There were two possibilities, as to that. The newspapers might be right, in spite of the facts nobody had told them. The facts were insufficient proof of anything; two girls might know each other and be killed the same day and their deaths be unconnected. It was not, of necessity, an orderly world. That much Weigand was prepared to admit, as theory. But he was not prepared to act upon it, because he believed the newspapers were not right. He believed the two had died within a single pattern of crime.
“Sit down, Mullins,” he said.
He pushed cigarettes toward the sergeant, who sat at the end of the desk. Mullins said, “O.K., Loot,” and took a cigarette. He took a lighter out of his pocket, opened it and twirled steel against flint. Fire appeared.
“Mrs. North,” Mullins said, taking a long drag.
“What?” Weigand said.
Mullins waved the lighter.
“Gave it to me,” he said. “This. For my birthday.”
Weigand said he didn’t know Mullins had had a birthday.
“Yeah,” Mullins said. “I had a birthday. Mrs. North gave me this. I don’t know where she got it, nowadays.”
“I do,” Weigand said. “Don’t use it when Jerry’s around, Sergeant. He gave it to her. She could never remember to fill it.”
“Oh,” Mullins said.
Conversation languished momentarily.
“Listen, Loot,” Mullins said after a time, “who—?”
“I don’t know,” Bill Weigand said.
Mullins looked disappointed. He looked more disappointed when Weigand said that eight men and women who had dined at Ann Lawrence’s and the four or five who had dropped in later would be assigned to the Mullins province. Mullins was delegated to think about them. Mullins said “O.K.” without enthusiasm.
“Routine,” Weigand said.
“Ain’t it?” Mullins agreed.
So far, Weigand said, it all was. He talked for Mullins to listen and advise, getting facts straight in his own mind. He drew another sheet of paper to him and wrote names on it.

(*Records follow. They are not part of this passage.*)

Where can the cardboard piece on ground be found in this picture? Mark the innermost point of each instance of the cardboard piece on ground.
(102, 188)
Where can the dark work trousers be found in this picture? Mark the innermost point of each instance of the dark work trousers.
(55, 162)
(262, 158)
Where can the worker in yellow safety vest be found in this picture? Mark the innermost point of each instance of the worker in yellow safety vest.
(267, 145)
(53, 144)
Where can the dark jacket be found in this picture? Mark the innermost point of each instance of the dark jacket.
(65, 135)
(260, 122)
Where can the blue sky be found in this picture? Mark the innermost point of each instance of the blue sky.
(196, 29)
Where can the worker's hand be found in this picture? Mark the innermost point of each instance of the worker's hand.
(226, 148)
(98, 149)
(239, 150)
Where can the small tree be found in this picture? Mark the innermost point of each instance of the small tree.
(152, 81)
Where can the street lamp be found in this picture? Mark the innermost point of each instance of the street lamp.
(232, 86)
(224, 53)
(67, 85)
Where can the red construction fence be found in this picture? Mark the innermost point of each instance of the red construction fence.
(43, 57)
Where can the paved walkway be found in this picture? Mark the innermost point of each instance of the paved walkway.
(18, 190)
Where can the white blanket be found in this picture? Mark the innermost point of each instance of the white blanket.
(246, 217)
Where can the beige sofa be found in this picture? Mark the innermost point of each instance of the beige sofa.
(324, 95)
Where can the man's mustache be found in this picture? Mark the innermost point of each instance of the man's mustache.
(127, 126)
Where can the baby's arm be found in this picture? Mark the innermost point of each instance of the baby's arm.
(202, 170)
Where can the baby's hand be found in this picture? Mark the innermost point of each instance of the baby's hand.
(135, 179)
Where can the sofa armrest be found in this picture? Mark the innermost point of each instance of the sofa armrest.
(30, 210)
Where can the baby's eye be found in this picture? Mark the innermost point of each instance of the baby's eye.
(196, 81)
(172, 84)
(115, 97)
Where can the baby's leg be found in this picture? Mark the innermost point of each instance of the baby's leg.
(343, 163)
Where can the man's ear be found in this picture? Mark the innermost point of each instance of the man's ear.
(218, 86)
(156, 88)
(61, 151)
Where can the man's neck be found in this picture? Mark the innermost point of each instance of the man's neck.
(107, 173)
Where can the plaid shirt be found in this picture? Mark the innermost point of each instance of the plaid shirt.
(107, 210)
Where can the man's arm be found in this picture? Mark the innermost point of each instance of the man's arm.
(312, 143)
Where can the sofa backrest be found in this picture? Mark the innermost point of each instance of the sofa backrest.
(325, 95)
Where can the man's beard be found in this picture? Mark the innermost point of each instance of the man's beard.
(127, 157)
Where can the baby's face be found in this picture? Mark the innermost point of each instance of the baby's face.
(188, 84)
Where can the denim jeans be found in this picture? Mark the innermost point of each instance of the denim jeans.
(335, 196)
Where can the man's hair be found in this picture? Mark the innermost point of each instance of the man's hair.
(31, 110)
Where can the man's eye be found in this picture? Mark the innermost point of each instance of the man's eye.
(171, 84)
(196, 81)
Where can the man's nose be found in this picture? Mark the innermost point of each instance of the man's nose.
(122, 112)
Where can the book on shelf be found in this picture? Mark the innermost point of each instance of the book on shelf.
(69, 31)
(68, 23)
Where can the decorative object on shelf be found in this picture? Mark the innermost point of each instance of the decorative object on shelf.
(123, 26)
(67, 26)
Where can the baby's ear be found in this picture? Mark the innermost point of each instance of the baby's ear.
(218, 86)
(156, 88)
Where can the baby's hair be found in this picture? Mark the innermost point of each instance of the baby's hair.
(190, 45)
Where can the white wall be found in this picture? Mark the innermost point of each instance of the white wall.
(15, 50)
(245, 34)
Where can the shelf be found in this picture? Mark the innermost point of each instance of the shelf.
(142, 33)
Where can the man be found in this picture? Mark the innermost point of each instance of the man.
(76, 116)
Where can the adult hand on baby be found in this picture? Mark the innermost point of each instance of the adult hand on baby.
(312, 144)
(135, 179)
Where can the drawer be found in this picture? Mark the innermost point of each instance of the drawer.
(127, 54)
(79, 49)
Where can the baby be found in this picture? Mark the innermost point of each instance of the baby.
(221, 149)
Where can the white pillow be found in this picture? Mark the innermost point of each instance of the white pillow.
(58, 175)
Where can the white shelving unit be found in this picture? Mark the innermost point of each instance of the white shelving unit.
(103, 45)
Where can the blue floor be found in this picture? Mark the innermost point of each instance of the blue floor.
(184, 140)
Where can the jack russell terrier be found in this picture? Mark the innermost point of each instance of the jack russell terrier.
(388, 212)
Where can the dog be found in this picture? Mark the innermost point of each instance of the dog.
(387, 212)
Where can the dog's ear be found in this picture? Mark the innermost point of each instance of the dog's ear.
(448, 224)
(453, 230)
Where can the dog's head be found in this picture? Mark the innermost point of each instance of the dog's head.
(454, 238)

He wrote the name “Lawrence”—he printed it clearly as a headline. He wrote “1—3:30,” which indicated the time limits between which, on medical evidence obtained during the night, she had probably been killed. He wrote “skull,” to fill out the record.
That was what they knew. He wrote down “John Elliot.”
Elliot, he told Mullins, who nodded, was still the most likely, if for the moment you arbitrarily rubbed out his alibi. Mrs. Pennock would swear he had quarreled with the girl; she would swear there had been a scuffle. Elliot had come around the next day to keep an appointment with the dead girl, but that would be an obvious step for an intelligent man to take. Elliot had hit a policeman and escaped, which was the obvious thing for a guilty man to do. But it was not—and here was an evident flaw in logic—the obvious thing for an intelligent man to do.